In the Turner case, Tesla hired Tyonna Turner in November 2020 as a production associate in its Fremont manufacturing facility. At the time of her hire, Turner executed an arbitration agreement by which she agreed to arbitrate “all disputes, claims or causes of action, arising from or relating to [her] employment, or the termination of [her] employment” with the company.
Turner alleged that during her employment with Tesla she was sexually harassed “approximately 100 times” and that the company failed to take remedial action following her March 2021 and January 2022 complaints to supervisors regarding the harassment. Turner specifically alleged that following the claimed harassment, one of her male co-workers made comments about her weight and clothing, as well as his own masculinity, and requested that Turner “come over to his apartment.” She further alleged that this coworker “follow[ed] her around, stalk[ed] her, [and] stare[d] at her” for several months. Turner asserted that she complained about this harassment in September 2022.
Turner separately alleged that she suffered three workplace injuries for which she faced adverse actions from Tesla. Turner also asserted that Tesla terminated her employment in retaliation for her reporting sexual harassment and her on-the-job injuries. Factually and seemingly legally distinct from her other claims, Turner pleaded that Tesla failed to pay her wages at termination as required by the California Labor Code.
After removing the case to federal court, Tesla moved to compel arbitration and argued that Turner’s arbitrable (non-sexual harassment) claims should be severed from the sexual harassment claims and compelled to arbitration, while the balance of her claims should be stayed in the civil action pending resolution of the arbitrable claims. Judge William H. Orrick III denied Tesla’s motion to compel arbitration in its entirety.

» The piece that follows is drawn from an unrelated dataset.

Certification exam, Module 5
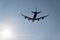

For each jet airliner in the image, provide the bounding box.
[21,8,48,22]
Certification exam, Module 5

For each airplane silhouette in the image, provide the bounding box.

The Court first addressed Tesla’s argument that any claims of sexual harassment predating March 3, 2022 (the Act’s effective date) were outside the statute’s non-retroactive coverage. The court found that at least five of Turner’s claims accrued at the time of her termination in September 2022, thus it “would be illogical to bar Turner from discussing any pre-March 3, 2022 conduct in connection with a claim” that was before the court.
Second, the Court refused to sever the non-sexual harassment claims and compel them to arbitration. The Court found that “the core of Turner’s case alleges ‘conduct constituting a sexual harassment dispute,’” and that her other claims relating to her workplace injuries and unpaid/late wage payments were somehow so “intertwined” with her sexual harassment claims as to exempt those claims from arbitration as well.
If the Turner Court’s view becomes the norm, there is a risk that anytime an employee alleges a sexual harassment or sexual assault claim (theoretically the only subject matter that is governed by the Act and, therefore, shielded from arbitration), a court can conclude that some or even all other claims asserted in the lawsuit are in some way “intertwined” with the sexual harassment/assault, claims such that no part of the case goes to arbitration and the entire case is submitted to a jury.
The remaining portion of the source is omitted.